Polska ginekologia jest zacofana o całe dekady. Dekady zakazu aborcji. Lekarze nienawidzą aborcji farmakologicznej, gdyż pokazała, że mogą być niepotrzebni. I że to właśnie bez nich aborcje nie dość, że są nadal możliwe, to mogą być nawet bezpieczniejsze i bardziej komfortowe. Tabletki dają nam możliwość przerywania ciąż samodzielnie – tabletki aborcyjne uwalniają nas od lekarzy i trzydziestu lat ich niekompetencji.

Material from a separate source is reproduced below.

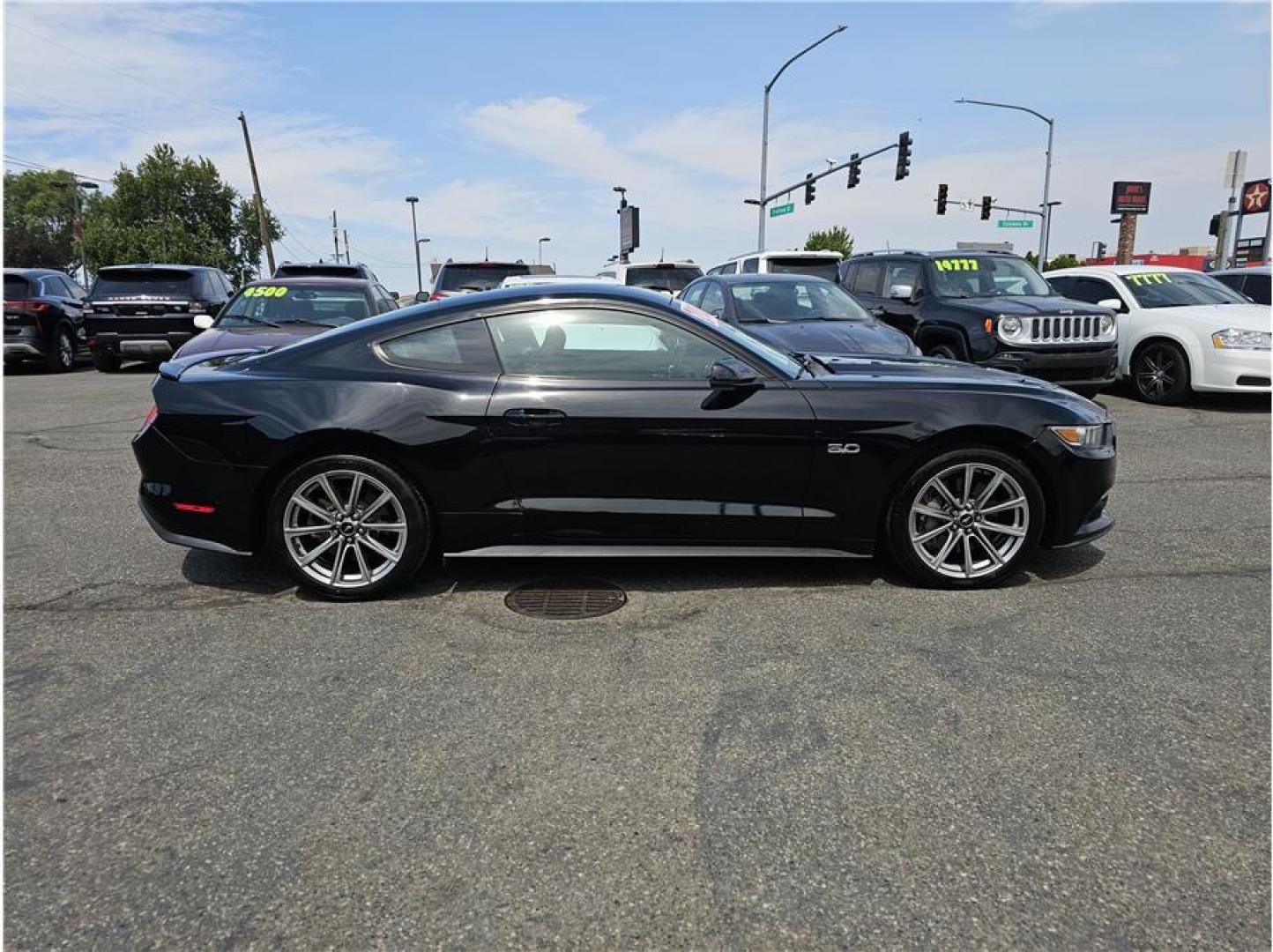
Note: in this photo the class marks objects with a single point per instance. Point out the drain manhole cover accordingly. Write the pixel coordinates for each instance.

Czas spłacić dług wobec Polek

Z rozwiązaniem problemu nie ma co zwlekać - już dzisiaj za cenę jednej aborcji chirurgicznej można by przeprowadzić dziesiątki aborcji tabletkami.

Właśnie dlatego przypominamy. Państwo ma u polek dług na gigantyczną skalę. To Polski Dług Aborcyjny, który tylko rośnie. Przez ostatnie 18 lat, zamiast móc korzystać z polskiej opieki zdrowotnej, z własnej kieszeni wydały na aborcje ponad 49 104 011 złotych.

Na tabletki poszło 49% tej kwoty, a wyjazdy do zagranicznych klinik kosztowały polki ponad 24 870 420 złotych.

Te sumy pokazują tylko ułamek problemu, ponieważ nie uwzględniają dziesiątek tysięcy kobiet, które aborcji musiały szukać poza naszym systemem wsparcia. Te dziesiątki milionów złotych to pieniądze, które na opiekę zdrowotną powinno przeznaczyć państwo.

A w skład Aborcyjnego Długu Polski wchodzą nie tylko pieniądze i nie tylko życia Polek, ale również głosy kobiet, dzięki którym wielu politykom udało się wygrać ostatnie wyborcy. I może tym cyniczni politycy się w końcu przejmą.